LE MYSTÈRE GNOSTIQUE DE L’ABRAXAS

À une autre occasion, nous avons déjà énuméré quelques principes sur cet archétype si singulier qui, certes, englobe dans son apparence de nombreux mystères liés au GRAND ŒUVRE INTÉRIEUR.

Nous devons partir de la base que l’ABRAXAS est, avant tout, l’énergie sexuelle même qui exalte ou asservit l’être humain. C’est la FORNICATION qui a conduit l’humanoïde terrestre à perdre sa volonté et ses aspirations pour pouvoir s’approcher des forces divines, c’est-à-dire l’ÊTRE.

Nous avons aussi fait la description des éléments qui composent cette figure archétypique très lointaine, laquelle fut non seulement présente dans la culture gréco-romaine mais même après, durant le Moyen Âge et le XVIIIe siècle, dans le cadre des études alchimiques et occultistes en général…

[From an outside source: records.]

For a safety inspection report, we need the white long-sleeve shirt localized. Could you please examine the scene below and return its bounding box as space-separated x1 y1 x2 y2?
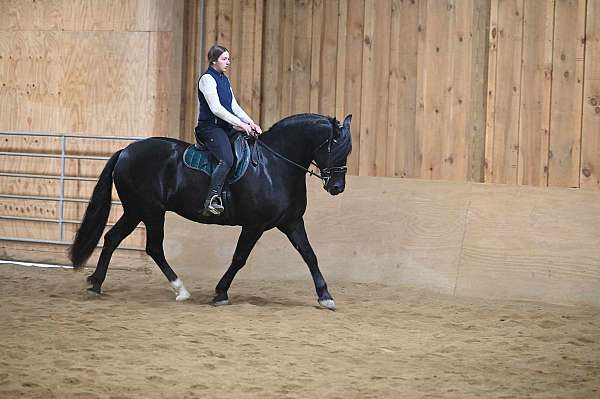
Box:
198 73 253 127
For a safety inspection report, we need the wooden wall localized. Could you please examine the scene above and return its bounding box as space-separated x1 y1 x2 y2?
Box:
165 176 600 306
0 0 186 253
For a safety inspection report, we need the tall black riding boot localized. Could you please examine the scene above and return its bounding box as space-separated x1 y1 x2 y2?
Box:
202 161 231 216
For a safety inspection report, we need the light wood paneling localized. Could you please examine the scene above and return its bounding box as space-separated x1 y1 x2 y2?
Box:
485 0 523 184
580 1 600 189
0 0 185 253
548 0 586 187
518 1 554 186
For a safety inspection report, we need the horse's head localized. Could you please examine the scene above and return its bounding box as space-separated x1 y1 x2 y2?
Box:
314 115 352 195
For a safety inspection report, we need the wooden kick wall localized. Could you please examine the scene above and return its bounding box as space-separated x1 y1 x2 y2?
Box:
0 0 187 258
204 0 600 188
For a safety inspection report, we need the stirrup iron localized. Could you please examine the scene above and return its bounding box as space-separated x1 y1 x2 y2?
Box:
206 194 225 215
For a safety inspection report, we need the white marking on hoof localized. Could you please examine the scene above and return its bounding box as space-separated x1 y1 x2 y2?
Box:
175 287 192 302
319 299 335 310
170 278 192 302
83 288 101 299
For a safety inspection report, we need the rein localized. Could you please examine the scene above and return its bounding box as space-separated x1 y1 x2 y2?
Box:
256 126 348 187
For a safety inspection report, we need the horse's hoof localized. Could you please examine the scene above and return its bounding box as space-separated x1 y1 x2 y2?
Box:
213 299 229 306
175 289 192 302
84 287 100 298
319 299 335 310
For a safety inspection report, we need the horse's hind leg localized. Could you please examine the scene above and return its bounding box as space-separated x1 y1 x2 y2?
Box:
144 214 191 301
279 219 335 310
213 227 263 306
88 213 140 294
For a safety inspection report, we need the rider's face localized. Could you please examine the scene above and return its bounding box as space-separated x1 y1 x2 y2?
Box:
213 51 231 72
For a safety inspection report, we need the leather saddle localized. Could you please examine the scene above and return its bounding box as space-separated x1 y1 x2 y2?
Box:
183 133 259 184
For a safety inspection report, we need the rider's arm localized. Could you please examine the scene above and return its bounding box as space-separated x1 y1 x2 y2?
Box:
198 74 243 127
231 89 254 123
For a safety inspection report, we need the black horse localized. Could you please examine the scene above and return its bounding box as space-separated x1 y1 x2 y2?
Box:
69 114 352 309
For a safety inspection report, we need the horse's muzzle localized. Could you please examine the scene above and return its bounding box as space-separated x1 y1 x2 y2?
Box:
327 184 344 195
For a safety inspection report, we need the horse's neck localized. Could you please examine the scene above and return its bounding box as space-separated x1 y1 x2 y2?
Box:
265 129 316 167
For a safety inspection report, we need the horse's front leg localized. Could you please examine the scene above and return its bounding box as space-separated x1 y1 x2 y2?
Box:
279 219 335 310
213 227 263 306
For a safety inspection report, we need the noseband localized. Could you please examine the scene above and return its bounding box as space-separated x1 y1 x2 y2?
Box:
310 129 348 187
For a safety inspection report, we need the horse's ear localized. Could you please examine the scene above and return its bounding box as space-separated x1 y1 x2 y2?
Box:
343 114 352 131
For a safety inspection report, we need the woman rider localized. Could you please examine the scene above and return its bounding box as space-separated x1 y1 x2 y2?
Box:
196 45 262 216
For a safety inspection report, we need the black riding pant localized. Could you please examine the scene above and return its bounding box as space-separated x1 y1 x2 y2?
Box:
196 123 233 169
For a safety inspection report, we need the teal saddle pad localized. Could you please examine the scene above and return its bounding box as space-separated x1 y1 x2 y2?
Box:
183 134 250 184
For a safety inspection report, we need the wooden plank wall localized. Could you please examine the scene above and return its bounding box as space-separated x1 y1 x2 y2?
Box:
200 0 600 188
0 0 189 247
485 0 600 188
199 0 265 133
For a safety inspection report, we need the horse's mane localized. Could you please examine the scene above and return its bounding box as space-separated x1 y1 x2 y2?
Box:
265 113 352 161
265 113 332 133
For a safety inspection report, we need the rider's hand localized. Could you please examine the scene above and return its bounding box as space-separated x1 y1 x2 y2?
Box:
250 122 262 134
238 122 252 134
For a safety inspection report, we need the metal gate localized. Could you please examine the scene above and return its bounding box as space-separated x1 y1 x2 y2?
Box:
0 131 145 250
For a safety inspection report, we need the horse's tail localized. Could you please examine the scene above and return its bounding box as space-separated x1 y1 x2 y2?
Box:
69 150 121 269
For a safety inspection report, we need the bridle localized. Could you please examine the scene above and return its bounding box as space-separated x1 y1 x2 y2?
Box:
256 125 348 187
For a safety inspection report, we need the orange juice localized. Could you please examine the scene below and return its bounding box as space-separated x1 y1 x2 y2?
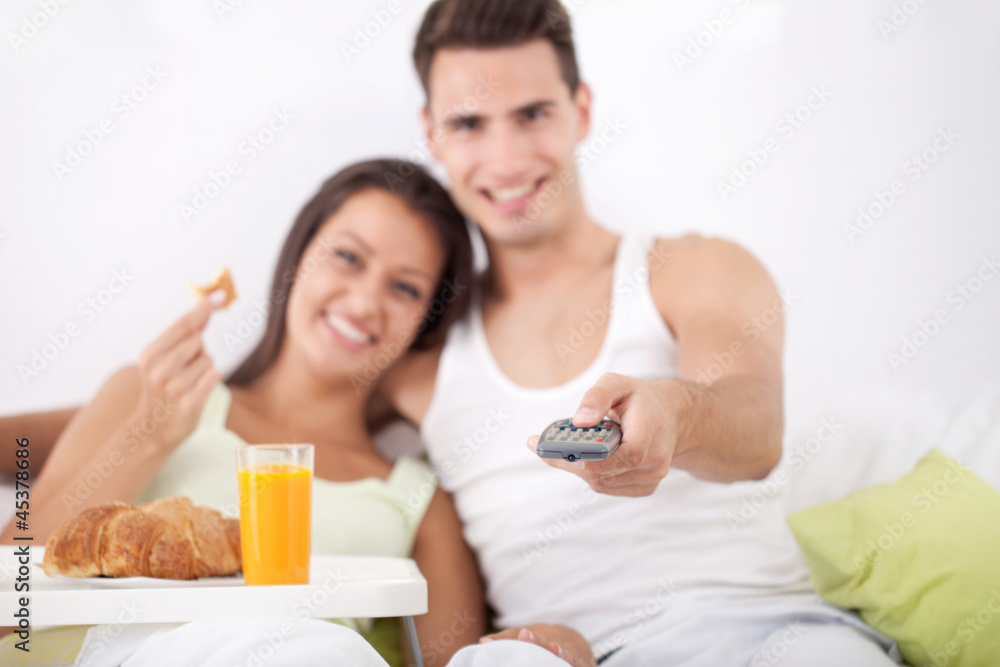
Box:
238 464 312 585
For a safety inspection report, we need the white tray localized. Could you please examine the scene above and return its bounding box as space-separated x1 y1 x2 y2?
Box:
0 545 427 626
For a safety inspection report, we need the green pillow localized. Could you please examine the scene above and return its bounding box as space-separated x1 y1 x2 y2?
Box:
788 450 1000 667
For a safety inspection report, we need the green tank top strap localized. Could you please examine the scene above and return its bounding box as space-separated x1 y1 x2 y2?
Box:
198 382 233 430
388 456 438 553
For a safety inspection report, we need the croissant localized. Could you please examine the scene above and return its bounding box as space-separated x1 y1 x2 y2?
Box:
42 496 241 579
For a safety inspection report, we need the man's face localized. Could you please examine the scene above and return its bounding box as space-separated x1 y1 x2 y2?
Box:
424 40 590 244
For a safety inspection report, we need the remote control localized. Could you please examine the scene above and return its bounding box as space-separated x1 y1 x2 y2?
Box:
537 419 622 463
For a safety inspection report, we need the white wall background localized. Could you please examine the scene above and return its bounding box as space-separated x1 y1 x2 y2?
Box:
0 0 1000 414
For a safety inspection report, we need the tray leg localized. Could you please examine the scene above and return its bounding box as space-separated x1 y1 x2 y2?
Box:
403 616 424 667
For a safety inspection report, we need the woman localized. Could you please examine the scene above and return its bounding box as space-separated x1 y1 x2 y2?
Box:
0 160 484 665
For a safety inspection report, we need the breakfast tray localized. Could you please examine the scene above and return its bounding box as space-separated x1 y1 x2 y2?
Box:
0 545 427 626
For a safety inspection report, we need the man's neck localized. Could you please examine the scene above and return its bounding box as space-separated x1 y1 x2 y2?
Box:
486 211 617 300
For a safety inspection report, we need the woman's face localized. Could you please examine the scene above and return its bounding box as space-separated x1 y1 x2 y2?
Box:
286 189 444 388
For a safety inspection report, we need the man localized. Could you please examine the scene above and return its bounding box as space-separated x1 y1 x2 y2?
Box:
0 0 893 667
372 0 894 667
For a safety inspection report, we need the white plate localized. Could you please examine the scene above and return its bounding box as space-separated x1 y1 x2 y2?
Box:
32 552 243 588
46 574 243 588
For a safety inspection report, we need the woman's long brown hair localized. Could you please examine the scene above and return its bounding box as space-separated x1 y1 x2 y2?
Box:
226 159 472 386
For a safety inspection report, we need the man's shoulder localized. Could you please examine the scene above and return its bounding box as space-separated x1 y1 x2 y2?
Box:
649 234 760 272
648 234 774 313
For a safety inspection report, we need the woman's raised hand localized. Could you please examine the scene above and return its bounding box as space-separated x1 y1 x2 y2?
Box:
130 290 226 451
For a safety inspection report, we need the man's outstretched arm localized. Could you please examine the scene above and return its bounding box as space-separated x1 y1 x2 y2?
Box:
529 237 790 496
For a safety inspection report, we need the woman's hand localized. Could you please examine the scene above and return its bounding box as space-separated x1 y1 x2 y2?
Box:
130 290 225 451
479 623 597 667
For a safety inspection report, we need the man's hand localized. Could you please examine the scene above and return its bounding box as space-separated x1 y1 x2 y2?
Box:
479 623 597 667
528 373 685 496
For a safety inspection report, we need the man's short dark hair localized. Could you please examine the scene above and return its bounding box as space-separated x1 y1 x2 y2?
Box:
413 0 580 97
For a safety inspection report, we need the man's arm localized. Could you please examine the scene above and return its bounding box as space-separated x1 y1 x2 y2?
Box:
529 236 788 496
650 237 788 482
0 408 80 475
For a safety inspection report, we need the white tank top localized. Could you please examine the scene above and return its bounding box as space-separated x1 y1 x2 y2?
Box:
421 237 804 645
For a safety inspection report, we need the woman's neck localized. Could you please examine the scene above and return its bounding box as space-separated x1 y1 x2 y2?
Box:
235 347 370 447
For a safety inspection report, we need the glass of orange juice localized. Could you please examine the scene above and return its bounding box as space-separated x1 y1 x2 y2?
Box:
236 445 313 586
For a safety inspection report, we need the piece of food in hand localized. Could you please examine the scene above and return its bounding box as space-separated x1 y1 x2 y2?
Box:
188 268 236 308
42 496 242 579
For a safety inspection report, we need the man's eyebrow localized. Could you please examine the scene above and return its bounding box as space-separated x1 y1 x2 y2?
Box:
511 100 556 116
441 111 483 126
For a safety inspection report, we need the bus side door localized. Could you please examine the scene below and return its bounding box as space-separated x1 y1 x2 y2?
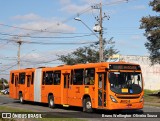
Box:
13 74 19 99
24 72 31 100
98 72 106 107
62 73 70 104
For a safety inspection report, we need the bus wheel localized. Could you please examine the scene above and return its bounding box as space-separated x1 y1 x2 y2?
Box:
83 97 93 113
19 93 24 104
48 95 55 108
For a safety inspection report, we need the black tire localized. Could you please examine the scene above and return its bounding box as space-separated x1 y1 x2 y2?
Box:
83 97 93 113
48 95 55 108
19 93 24 104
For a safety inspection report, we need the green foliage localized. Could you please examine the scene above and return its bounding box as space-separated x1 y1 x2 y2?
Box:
140 0 160 64
0 79 8 90
58 40 118 65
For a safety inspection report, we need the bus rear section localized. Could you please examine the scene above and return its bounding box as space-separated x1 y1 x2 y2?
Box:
107 64 144 110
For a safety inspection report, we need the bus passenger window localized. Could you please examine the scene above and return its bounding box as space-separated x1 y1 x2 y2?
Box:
11 73 14 84
73 69 84 85
19 73 26 84
42 72 46 85
53 71 61 85
45 71 53 85
31 72 34 84
84 68 95 85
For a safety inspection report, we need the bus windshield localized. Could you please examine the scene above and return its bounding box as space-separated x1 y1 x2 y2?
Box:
109 72 142 94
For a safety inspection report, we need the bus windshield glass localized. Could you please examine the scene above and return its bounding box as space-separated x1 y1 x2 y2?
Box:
109 72 142 94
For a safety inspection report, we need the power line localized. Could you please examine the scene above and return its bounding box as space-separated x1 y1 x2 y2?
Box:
0 32 96 39
0 38 96 45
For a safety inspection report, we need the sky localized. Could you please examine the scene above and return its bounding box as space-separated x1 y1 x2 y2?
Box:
0 0 156 78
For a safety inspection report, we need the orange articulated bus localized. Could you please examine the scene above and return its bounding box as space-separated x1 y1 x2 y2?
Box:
9 62 144 112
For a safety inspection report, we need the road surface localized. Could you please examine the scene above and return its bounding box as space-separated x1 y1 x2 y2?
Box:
0 95 160 121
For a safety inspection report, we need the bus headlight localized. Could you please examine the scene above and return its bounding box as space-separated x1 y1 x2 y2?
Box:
110 95 117 103
139 96 144 102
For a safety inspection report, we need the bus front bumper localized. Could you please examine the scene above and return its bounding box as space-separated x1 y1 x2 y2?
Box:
107 102 144 110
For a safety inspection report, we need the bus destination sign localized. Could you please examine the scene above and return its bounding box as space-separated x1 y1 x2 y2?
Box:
109 64 141 70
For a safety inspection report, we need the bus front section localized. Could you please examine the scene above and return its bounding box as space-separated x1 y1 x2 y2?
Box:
107 64 144 110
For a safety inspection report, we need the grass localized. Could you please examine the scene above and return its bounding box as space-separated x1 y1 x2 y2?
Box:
144 89 160 105
0 106 85 121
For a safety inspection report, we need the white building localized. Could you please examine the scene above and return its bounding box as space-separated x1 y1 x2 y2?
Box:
108 55 160 90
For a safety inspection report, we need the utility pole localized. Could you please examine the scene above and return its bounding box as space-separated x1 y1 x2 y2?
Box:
92 1 107 62
17 38 22 69
99 2 104 62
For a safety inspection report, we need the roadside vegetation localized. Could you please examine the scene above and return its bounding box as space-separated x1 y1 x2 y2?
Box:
144 89 160 107
0 106 85 121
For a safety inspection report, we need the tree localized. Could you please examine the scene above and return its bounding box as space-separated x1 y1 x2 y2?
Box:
140 0 160 65
58 39 118 65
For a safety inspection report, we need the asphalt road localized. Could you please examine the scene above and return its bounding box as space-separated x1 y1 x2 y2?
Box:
0 95 160 121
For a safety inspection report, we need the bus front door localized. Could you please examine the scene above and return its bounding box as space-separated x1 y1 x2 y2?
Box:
25 74 31 100
98 73 106 108
13 75 19 99
63 74 70 105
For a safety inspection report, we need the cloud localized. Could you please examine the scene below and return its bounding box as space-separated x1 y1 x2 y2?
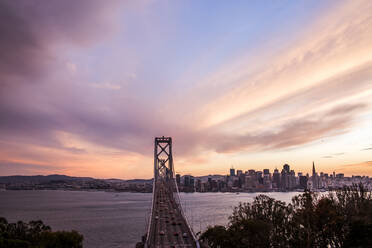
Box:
0 160 63 175
210 104 365 152
0 0 119 87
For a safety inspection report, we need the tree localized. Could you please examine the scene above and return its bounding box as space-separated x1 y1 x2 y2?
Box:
201 185 372 248
0 217 83 248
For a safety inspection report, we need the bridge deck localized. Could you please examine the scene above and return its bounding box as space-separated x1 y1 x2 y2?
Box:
148 180 196 248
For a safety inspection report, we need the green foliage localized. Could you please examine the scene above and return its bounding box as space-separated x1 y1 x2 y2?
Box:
0 217 83 248
200 185 372 248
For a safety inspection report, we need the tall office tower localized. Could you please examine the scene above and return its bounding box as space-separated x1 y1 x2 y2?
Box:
273 169 280 188
283 164 289 174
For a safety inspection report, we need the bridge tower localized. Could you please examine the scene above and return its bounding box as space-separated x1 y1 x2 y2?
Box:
144 136 200 248
154 136 174 182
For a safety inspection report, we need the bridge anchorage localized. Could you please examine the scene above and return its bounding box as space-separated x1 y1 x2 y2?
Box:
144 136 200 248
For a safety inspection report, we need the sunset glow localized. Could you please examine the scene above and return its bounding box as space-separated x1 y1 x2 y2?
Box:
0 0 372 179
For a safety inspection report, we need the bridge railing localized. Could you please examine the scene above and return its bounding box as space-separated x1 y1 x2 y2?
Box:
173 178 200 248
145 177 156 248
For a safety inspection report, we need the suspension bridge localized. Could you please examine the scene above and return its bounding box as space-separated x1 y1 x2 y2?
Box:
145 136 200 248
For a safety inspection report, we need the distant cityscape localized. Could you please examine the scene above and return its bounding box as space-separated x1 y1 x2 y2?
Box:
0 163 372 193
176 162 372 192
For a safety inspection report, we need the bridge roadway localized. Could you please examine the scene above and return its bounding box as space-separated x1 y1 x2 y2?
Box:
148 179 197 248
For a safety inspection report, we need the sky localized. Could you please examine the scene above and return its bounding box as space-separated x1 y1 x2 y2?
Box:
0 0 372 179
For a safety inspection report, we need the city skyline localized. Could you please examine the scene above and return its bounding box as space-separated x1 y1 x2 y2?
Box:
0 0 372 179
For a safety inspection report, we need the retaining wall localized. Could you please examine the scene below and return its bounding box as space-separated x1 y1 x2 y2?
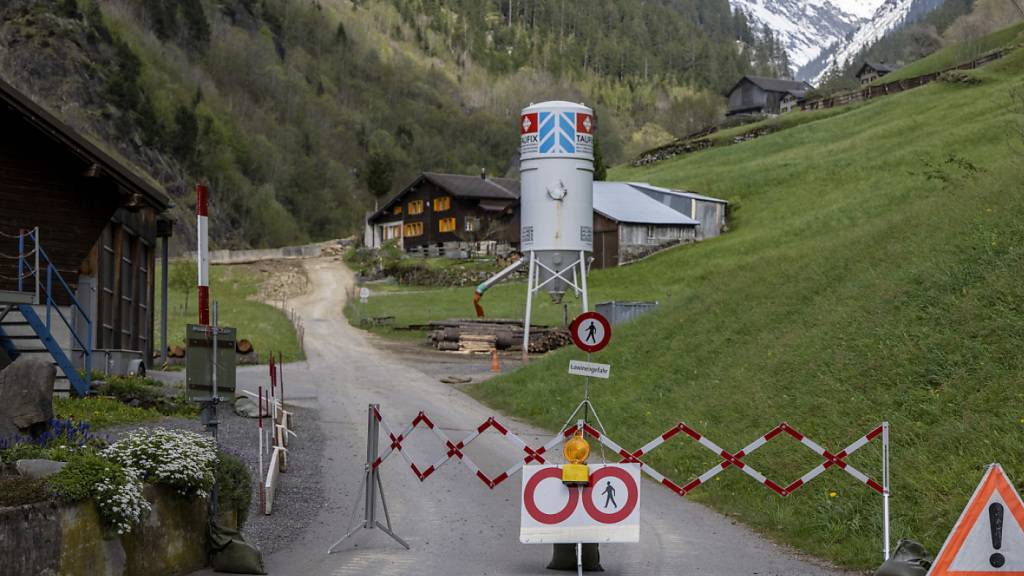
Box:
0 486 208 576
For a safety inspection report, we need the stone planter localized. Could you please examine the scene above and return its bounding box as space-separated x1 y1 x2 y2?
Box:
0 486 218 576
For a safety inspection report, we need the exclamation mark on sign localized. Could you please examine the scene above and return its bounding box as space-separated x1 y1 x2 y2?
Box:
988 502 1007 568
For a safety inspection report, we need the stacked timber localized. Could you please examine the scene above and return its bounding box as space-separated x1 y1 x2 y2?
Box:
419 319 571 354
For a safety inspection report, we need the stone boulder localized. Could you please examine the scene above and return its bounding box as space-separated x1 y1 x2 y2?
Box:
0 356 56 438
14 458 68 479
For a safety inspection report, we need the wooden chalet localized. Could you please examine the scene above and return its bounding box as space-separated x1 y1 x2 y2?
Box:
856 60 899 86
365 172 519 253
727 76 812 116
0 76 171 383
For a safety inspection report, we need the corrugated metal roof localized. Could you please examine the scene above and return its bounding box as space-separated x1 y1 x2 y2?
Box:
423 172 519 200
0 79 171 211
594 182 700 225
629 182 729 204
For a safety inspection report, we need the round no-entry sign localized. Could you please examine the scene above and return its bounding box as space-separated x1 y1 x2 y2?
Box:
569 312 611 352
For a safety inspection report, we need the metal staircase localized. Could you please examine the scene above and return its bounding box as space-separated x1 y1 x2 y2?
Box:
0 229 92 396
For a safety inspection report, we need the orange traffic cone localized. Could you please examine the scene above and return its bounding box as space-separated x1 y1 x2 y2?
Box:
490 347 502 372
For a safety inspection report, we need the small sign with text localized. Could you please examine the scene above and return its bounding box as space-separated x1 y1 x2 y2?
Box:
569 360 611 379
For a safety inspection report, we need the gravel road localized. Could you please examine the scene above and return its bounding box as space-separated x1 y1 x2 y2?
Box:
188 259 860 576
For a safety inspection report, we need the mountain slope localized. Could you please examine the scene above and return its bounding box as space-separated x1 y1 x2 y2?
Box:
731 0 944 82
0 0 765 247
468 31 1024 568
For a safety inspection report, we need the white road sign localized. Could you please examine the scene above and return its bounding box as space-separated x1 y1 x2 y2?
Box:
929 464 1024 576
569 360 611 379
519 464 640 544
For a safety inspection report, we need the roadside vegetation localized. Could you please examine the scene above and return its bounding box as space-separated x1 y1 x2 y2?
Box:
154 261 305 363
0 419 252 534
350 29 1024 569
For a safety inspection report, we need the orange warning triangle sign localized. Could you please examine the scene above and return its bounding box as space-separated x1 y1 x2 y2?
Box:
928 464 1024 576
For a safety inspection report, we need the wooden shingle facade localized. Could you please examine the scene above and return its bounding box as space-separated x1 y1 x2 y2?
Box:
365 172 519 252
0 81 171 359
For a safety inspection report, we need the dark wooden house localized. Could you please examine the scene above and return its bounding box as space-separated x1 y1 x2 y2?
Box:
728 76 812 116
856 60 899 86
0 76 171 383
365 172 519 252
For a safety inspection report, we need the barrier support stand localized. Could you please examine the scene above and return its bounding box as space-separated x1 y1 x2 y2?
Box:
882 422 892 560
327 404 409 554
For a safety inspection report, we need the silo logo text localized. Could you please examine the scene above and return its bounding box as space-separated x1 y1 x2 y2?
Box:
519 112 594 156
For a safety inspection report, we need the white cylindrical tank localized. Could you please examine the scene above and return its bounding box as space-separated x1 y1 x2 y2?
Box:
519 101 594 297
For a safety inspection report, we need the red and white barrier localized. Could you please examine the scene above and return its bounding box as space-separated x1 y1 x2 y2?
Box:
371 405 890 559
196 182 210 326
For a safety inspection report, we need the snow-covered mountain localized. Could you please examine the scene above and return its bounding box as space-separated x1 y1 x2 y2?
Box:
730 0 942 81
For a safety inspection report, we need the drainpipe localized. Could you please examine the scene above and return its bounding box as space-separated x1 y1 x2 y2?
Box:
473 258 526 318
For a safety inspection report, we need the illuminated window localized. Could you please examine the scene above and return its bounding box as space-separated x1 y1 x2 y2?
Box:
434 196 452 212
437 218 456 232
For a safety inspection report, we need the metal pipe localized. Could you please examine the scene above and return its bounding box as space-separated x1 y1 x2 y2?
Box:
473 258 526 318
160 236 170 364
364 404 378 530
522 251 537 364
17 230 27 292
33 227 40 305
580 250 590 312
882 422 891 560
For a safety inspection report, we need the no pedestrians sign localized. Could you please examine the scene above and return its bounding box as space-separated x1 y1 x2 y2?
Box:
569 312 611 353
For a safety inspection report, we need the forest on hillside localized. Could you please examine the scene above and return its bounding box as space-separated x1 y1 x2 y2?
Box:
0 0 785 247
817 0 1024 94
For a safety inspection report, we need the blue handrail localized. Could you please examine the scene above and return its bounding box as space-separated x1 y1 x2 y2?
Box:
17 228 92 390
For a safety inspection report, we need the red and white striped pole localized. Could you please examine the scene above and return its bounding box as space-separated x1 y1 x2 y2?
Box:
196 182 210 326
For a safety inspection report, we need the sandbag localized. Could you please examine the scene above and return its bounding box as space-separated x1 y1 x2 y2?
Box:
210 522 266 574
874 540 935 576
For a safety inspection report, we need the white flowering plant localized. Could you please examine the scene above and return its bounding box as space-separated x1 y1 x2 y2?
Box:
47 450 151 534
102 428 217 498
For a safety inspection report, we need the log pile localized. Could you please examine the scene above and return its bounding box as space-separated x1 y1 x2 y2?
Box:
419 319 572 354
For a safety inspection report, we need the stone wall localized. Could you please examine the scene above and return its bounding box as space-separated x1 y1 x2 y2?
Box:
0 486 208 576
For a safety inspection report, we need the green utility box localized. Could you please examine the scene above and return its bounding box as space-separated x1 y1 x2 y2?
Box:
185 324 236 399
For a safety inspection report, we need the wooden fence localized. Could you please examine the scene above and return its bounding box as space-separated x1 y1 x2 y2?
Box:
800 48 1010 111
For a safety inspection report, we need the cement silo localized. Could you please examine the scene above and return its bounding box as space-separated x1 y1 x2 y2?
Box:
473 101 594 361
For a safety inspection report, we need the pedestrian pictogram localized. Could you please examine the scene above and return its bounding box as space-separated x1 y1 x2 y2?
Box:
569 312 611 352
519 464 640 544
929 464 1024 576
601 480 618 508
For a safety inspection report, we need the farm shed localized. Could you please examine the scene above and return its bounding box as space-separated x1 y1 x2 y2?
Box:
727 76 813 116
0 81 171 383
594 181 698 269
856 60 899 86
630 182 729 240
366 168 519 253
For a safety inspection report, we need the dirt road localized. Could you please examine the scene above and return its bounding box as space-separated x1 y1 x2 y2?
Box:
240 259 841 576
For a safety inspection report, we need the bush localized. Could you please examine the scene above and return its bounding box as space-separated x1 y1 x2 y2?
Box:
0 476 49 507
53 396 163 429
47 450 150 534
0 418 102 464
103 428 217 498
216 450 253 528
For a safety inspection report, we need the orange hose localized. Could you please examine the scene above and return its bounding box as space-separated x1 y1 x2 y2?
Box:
473 292 483 318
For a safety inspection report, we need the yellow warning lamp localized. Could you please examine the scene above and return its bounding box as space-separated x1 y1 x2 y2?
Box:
562 431 590 486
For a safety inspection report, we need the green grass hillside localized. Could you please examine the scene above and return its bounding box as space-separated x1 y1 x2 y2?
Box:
873 23 1024 85
464 44 1024 568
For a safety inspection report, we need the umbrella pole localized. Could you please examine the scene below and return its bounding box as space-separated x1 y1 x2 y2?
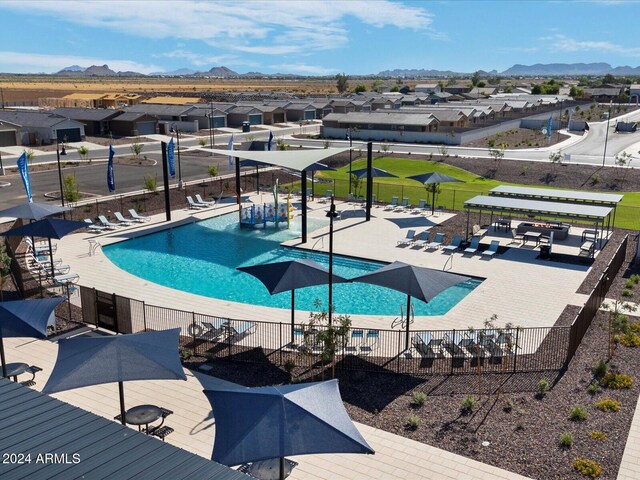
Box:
291 290 296 345
118 382 127 425
404 295 411 350
49 237 56 280
0 336 7 378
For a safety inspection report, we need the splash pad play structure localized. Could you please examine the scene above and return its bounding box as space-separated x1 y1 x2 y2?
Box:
240 181 295 228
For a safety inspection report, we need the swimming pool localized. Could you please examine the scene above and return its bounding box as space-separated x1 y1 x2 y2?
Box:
103 214 480 315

Permettez-moi d’inscrire dans ces pages quelques mots de l’éminent investigateur du Gnosticisme Stephan Höeller au sujet de ce que cette figure exceptionnelle porte en elle, voyons :

« J’ai mentionné que ce serait une grave erreur de comparer Abraxas à quelque type de Démiurge gnostique conventionnel. Il serait beaucoup plus correct de dire qu’il est la force libératrice grâce à laquelle l’amour et la sagesse sont capables de réaliser la tâche d’émanciper l’âme humaine de l’asservissement du cosmos. Par-dessus tout, Abraxas est terrible c’est-à-dire : explosif . Nous estimons que ce mot ne devrait pas être compris en termes vernaculaires contemporains, mais dans le sens de la terribilitá ─ c’est-à-dire : révolutionnaire ─ de l’homme de la Renaissance, une qualité qui signifiait être craint et admiré à la fois et que possédaient, selon ce qu’on disait, tous ceux qui se distinguaient naturellement comme des personnes exceptionnelles.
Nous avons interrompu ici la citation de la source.